Opaco el ejercicio del presupuesto público


La Auditoría Superior de la Federación (ASF) informó en días pasados que hay millones de pesos usados por la presidencia de los cuales no se tiene información suficiente para determinar en qué se gastaron; dice también que no hay forma de medir los resultados del programa PROSPERA y respecto a Durango la ASF señala haber detectado “ineficiencia de gestión y falta de transparencia”. Esto es una nueva muestra de que hay millones de pesos del erario que son gastados sin trasparencia, sin redición de cuentas, sin un enfoque a resultados.
Lo han dicho una y otra vez los politólogos, los economistas, los administradores y sobre todo los organismos públicos y privados dedicados a la evaluación de programas y políticas públicas: existe un grave problema de opacidad en el ejercicio de los recursos públicos en México. Ante esto, los avances han sido pocos tal como se demuestra en este reciente informe de la ASF. Los servidores públicos involucrados prefieren, de forma muy conveniente, no hacer lo propio para promover la cultura de la trasparencia y una administración pública enfocada a los resultados. Se trata de un problema viejo que se acompaña de la corrupción y la omisión para hacer y deshacer con el dinero de los mexicanos y en muchas ocasiones despilfarrarlo.
¿Por qué continuar con programas que no pueden ser evaluados? o ¿Por qué continuar con programas que al ser evaluados se evidencia el poco o nulo cumplimiento de sus objetivos? En un país que suele utilizar los programas y las políticas públicas con fines políticos (especialmente para la manipulación del voto); en un país donde la corrupción saquea los presupuestos públicos ¿Por qué no se ha atendido suficientemente el aspecto de la transparencia, la redición de cuentas y el enfoque a resultados?
Según algunos, la discrecionalidad en el ejercicio de los presupuestos públicos es, en cierta medida, positiva para facilitar que las agencias gubernamentales logren sus objetivos.
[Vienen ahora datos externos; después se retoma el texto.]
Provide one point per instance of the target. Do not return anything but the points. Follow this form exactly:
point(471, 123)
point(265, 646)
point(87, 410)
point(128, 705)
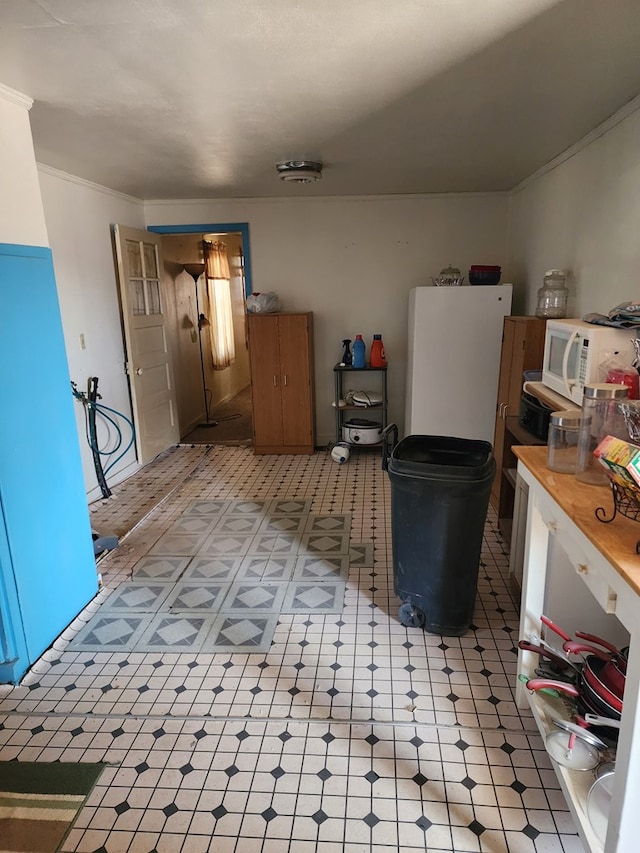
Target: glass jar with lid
point(552, 296)
point(562, 446)
point(601, 416)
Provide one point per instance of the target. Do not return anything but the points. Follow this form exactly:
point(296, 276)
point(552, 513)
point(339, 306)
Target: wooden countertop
point(615, 541)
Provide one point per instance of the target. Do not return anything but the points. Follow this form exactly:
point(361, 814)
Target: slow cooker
point(361, 431)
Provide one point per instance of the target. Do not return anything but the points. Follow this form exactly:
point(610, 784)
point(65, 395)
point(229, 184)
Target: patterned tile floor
point(348, 733)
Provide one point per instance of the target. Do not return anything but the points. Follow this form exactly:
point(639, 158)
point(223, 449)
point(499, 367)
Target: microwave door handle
point(565, 362)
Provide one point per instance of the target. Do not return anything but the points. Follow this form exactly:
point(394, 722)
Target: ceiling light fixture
point(300, 171)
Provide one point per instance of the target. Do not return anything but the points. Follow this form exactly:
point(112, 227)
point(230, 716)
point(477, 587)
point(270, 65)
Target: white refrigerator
point(454, 343)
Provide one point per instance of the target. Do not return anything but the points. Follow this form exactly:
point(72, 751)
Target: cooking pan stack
point(596, 681)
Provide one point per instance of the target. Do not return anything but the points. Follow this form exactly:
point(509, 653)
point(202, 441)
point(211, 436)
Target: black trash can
point(439, 499)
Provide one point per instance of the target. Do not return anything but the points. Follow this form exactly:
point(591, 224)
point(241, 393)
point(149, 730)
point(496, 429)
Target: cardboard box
point(622, 461)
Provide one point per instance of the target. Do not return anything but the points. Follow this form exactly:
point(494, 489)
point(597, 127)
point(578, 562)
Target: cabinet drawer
point(560, 528)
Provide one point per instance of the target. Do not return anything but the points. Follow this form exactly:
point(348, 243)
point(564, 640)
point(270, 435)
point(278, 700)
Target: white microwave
point(576, 354)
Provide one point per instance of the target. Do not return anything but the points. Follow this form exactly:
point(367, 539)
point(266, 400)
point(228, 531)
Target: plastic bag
point(263, 303)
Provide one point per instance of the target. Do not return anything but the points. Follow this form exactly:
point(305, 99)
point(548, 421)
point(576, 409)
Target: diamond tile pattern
point(295, 729)
point(250, 558)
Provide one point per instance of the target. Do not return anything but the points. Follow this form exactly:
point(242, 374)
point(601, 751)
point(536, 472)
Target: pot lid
point(579, 731)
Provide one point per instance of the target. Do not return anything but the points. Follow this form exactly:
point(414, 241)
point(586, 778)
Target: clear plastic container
point(562, 446)
point(552, 296)
point(601, 415)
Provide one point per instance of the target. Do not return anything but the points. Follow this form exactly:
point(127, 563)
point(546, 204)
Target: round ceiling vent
point(300, 171)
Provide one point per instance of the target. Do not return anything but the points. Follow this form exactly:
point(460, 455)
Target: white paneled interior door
point(149, 367)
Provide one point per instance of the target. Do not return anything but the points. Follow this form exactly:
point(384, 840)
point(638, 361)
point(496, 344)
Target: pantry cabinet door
point(266, 391)
point(296, 370)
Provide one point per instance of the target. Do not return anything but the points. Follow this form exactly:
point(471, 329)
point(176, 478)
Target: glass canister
point(601, 415)
point(562, 446)
point(552, 296)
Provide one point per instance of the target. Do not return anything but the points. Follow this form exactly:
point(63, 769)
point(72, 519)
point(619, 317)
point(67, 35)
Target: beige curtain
point(223, 348)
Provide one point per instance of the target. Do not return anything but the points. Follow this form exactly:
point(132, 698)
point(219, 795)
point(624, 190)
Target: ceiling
point(163, 99)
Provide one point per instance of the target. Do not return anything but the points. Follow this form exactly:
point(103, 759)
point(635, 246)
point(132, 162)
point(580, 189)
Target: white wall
point(352, 261)
point(79, 216)
point(583, 216)
point(21, 214)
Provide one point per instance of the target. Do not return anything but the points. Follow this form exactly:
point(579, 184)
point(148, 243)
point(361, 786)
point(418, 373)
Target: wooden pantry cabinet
point(282, 394)
point(522, 349)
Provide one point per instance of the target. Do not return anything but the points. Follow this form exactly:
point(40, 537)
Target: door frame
point(241, 228)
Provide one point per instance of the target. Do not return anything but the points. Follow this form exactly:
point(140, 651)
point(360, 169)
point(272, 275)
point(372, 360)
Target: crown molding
point(74, 179)
point(591, 137)
point(12, 96)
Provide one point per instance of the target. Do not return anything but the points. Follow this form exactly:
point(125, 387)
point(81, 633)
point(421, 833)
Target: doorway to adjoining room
point(211, 361)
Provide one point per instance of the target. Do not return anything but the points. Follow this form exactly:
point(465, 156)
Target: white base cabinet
point(571, 557)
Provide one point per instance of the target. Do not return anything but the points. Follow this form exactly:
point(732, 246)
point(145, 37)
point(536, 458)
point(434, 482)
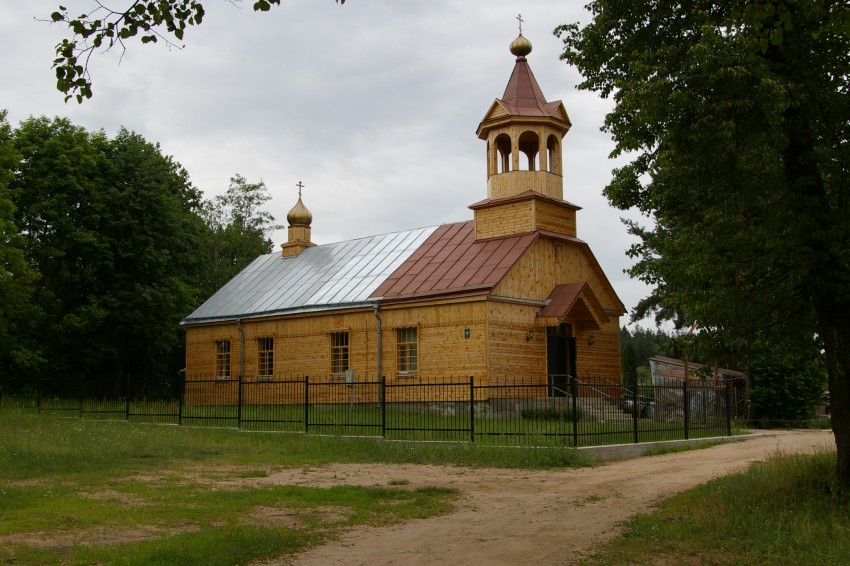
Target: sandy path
point(526, 517)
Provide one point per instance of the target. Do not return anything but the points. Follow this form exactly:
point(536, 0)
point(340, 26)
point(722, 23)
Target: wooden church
point(511, 296)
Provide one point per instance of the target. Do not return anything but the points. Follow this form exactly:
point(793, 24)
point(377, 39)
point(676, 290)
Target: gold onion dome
point(299, 215)
point(521, 46)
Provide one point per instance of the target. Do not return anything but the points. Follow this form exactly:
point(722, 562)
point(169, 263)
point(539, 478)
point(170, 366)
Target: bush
point(786, 388)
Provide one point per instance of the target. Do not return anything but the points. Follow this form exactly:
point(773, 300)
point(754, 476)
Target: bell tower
point(523, 131)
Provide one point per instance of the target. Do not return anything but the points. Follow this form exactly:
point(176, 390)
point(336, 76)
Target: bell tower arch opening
point(502, 146)
point(553, 149)
point(530, 146)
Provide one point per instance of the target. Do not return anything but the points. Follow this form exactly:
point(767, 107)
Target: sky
point(372, 105)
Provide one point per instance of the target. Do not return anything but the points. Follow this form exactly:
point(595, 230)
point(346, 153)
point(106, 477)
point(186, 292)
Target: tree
point(735, 116)
point(112, 227)
point(785, 386)
point(19, 316)
point(102, 28)
point(238, 231)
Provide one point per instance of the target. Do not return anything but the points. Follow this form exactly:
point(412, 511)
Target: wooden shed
point(512, 295)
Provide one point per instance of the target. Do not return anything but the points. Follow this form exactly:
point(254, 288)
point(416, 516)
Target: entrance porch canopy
point(572, 303)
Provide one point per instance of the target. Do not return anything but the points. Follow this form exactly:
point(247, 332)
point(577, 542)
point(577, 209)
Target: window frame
point(223, 349)
point(340, 353)
point(407, 351)
point(265, 358)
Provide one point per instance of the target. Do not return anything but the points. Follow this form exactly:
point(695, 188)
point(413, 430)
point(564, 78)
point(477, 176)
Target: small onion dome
point(299, 215)
point(521, 46)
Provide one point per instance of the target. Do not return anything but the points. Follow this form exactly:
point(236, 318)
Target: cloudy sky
point(373, 105)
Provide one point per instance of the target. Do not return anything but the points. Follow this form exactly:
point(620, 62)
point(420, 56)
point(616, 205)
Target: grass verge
point(787, 510)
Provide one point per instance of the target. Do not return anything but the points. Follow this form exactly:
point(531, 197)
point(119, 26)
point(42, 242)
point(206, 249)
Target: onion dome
point(299, 215)
point(520, 46)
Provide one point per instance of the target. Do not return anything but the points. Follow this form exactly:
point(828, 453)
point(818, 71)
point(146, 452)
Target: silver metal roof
point(330, 276)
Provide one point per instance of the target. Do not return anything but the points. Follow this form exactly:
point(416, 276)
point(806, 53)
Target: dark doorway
point(560, 358)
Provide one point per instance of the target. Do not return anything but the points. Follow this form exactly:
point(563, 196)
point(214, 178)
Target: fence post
point(306, 404)
point(127, 398)
point(686, 407)
point(471, 408)
point(635, 411)
point(180, 394)
point(382, 397)
point(574, 391)
point(239, 402)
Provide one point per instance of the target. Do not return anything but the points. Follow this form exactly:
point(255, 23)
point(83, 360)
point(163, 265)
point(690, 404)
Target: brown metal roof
point(577, 302)
point(523, 96)
point(450, 261)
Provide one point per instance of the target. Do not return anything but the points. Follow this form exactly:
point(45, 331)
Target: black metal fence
point(581, 413)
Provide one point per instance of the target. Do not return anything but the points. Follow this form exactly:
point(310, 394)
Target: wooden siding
point(504, 220)
point(554, 217)
point(540, 270)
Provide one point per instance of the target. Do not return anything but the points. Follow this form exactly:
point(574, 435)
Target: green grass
point(145, 494)
point(787, 510)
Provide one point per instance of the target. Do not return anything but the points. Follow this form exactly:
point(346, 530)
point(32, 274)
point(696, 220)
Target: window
point(407, 350)
point(339, 352)
point(265, 357)
point(222, 359)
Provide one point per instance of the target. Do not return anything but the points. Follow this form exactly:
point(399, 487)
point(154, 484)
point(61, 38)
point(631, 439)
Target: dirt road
point(527, 517)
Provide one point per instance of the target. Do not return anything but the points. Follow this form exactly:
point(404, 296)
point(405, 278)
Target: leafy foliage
point(786, 387)
point(104, 28)
point(105, 247)
point(238, 231)
point(734, 115)
point(647, 343)
point(18, 314)
point(111, 227)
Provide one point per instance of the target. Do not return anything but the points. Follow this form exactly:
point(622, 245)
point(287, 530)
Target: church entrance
point(560, 358)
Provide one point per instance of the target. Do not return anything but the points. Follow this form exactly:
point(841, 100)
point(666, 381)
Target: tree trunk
point(835, 332)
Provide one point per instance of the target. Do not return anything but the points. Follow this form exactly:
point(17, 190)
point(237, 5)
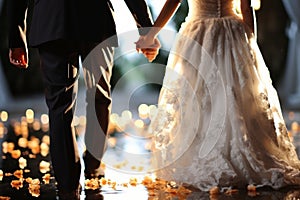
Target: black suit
point(63, 30)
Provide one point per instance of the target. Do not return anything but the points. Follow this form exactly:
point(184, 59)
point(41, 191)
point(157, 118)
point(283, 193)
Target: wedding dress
point(219, 121)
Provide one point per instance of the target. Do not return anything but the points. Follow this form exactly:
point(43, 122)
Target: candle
point(143, 110)
point(29, 115)
point(4, 116)
point(22, 163)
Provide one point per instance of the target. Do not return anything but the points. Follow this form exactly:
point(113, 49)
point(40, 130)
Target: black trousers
point(60, 64)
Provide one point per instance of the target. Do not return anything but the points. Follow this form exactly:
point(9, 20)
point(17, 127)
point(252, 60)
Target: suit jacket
point(78, 20)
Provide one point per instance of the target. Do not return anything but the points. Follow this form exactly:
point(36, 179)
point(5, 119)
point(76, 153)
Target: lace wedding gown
point(219, 121)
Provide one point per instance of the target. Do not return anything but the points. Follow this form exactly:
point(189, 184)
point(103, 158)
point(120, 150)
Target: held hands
point(18, 57)
point(148, 46)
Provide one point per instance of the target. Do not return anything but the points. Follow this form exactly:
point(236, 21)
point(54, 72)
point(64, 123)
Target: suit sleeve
point(16, 15)
point(140, 13)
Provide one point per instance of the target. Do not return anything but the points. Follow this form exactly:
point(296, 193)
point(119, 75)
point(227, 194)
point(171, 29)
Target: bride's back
point(212, 8)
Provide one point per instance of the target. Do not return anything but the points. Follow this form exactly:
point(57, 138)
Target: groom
point(63, 30)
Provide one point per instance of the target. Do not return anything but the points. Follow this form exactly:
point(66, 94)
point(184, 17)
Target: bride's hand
point(148, 46)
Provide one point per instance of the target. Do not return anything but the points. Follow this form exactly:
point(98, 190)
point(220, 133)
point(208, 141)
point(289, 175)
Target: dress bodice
point(211, 8)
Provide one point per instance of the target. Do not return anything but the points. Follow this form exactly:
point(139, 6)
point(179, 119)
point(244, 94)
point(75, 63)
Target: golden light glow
point(4, 116)
point(29, 115)
point(22, 163)
point(255, 4)
point(139, 123)
point(143, 110)
point(44, 119)
point(44, 166)
point(1, 175)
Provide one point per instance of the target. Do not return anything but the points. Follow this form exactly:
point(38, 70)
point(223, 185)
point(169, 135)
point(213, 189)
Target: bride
point(219, 121)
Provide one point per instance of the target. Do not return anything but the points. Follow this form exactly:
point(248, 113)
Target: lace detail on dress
point(219, 121)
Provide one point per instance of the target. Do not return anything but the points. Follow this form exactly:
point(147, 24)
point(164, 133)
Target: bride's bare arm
point(247, 14)
point(164, 16)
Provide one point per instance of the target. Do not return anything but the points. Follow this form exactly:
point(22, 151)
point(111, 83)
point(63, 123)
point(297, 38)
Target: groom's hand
point(150, 50)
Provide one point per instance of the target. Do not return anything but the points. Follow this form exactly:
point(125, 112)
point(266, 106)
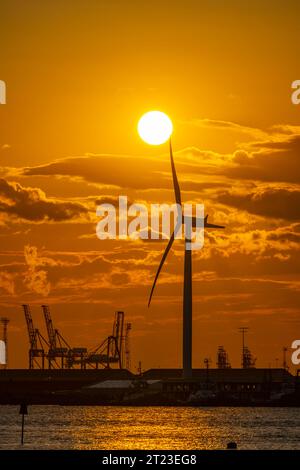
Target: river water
point(91, 427)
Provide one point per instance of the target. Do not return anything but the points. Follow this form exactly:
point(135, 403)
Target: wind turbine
point(187, 284)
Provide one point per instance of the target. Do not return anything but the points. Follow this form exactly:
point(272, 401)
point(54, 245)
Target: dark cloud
point(33, 205)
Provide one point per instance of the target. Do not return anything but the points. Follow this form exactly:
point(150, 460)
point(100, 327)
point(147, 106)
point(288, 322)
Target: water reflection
point(54, 427)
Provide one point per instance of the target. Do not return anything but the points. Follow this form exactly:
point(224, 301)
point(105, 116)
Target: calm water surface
point(56, 427)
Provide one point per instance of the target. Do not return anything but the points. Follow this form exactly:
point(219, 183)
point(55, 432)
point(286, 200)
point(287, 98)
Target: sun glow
point(155, 127)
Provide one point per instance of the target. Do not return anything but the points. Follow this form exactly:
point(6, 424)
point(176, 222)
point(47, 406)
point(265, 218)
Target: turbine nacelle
point(196, 222)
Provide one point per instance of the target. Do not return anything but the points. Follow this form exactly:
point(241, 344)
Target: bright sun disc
point(155, 127)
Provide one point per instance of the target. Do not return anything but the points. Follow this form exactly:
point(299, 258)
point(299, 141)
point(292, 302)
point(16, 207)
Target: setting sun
point(155, 127)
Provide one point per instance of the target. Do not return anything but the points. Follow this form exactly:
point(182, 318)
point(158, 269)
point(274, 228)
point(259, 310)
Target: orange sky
point(79, 75)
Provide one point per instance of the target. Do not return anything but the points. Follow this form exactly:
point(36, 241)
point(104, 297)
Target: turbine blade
point(161, 265)
point(175, 180)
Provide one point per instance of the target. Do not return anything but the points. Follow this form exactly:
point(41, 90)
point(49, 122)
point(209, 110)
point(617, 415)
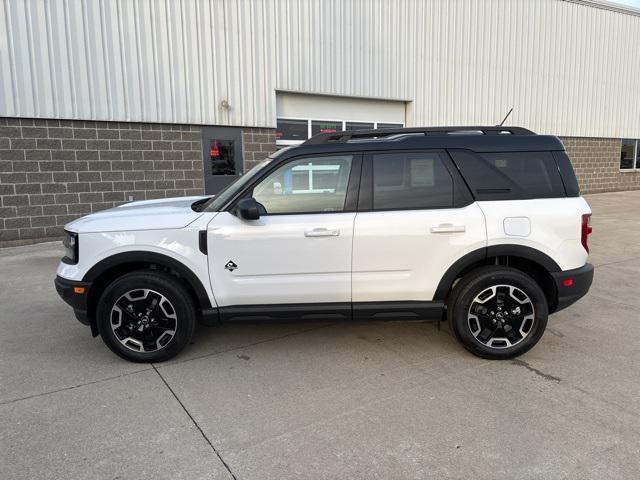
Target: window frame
point(316, 119)
point(635, 159)
point(461, 196)
point(351, 196)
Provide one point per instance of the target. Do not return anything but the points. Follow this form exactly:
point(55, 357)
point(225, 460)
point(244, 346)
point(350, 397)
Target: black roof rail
point(345, 136)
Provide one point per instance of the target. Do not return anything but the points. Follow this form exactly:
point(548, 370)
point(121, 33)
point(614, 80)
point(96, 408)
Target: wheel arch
point(107, 270)
point(533, 262)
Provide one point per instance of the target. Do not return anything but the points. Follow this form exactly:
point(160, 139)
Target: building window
point(359, 126)
point(293, 131)
point(630, 155)
point(325, 126)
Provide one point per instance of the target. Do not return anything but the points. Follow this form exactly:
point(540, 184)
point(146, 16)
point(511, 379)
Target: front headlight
point(70, 243)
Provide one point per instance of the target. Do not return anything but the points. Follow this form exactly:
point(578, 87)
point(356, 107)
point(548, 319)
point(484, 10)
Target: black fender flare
point(151, 257)
point(481, 254)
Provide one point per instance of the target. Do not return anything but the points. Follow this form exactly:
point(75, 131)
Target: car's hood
point(164, 213)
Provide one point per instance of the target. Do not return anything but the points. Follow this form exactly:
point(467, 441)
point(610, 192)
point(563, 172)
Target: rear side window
point(416, 180)
point(510, 175)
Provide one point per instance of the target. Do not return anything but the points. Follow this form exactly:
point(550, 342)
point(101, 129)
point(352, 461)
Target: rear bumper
point(572, 285)
point(75, 294)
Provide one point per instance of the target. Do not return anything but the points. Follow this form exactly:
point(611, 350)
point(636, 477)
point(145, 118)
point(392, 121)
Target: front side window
point(630, 154)
point(417, 180)
point(309, 185)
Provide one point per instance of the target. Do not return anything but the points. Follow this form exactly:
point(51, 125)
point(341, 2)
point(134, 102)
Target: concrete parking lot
point(357, 400)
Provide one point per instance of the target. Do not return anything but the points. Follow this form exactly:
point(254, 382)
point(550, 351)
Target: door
point(408, 230)
point(222, 157)
point(299, 250)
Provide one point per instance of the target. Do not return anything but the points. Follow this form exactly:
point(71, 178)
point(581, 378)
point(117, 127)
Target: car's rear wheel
point(146, 316)
point(498, 312)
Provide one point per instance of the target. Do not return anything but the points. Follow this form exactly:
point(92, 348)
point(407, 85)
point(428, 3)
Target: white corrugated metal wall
point(566, 68)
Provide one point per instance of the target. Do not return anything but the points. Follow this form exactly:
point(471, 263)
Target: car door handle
point(322, 232)
point(447, 228)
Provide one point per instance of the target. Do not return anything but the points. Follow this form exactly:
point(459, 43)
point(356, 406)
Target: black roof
point(477, 139)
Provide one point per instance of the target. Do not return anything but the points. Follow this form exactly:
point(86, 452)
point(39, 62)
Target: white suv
point(481, 226)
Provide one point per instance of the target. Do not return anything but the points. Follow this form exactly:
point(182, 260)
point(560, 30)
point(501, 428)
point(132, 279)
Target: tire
point(497, 312)
point(146, 316)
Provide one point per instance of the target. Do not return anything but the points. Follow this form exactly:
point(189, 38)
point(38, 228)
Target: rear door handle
point(322, 232)
point(447, 228)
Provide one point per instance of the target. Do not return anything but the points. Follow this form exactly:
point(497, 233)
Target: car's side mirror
point(248, 209)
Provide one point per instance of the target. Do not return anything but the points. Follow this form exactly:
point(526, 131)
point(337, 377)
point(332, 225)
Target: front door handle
point(322, 232)
point(447, 228)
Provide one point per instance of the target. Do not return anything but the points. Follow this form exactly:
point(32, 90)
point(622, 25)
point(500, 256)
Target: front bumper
point(572, 285)
point(75, 294)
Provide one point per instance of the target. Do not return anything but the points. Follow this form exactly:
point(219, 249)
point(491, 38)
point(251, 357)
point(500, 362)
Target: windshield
point(227, 193)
Sin embargo, en México la discrecionalidad es abismal y los resultados de los programas públicos son con frecuencia imposibles de evaluar (si es que se evalúan).
Mientras nadie sapa en qué ni por qué se gasta el dinero de los mexicanos, se seguirá hablando de la necesidad de mejorar el marco legal de transparencia y rendición de cuentas; de llevar ante la justicia a quienes han hecho mal uso de los recursos públicos y de promover un enfoque a resultados en la administración pública a escala federal, estatal y municipal.
Finalmente, se trata de gastar mejor, de administrar mejor, de ofrecer resultados y de no darle entrada a la corrupción. Se trata del dinero de todas y todos.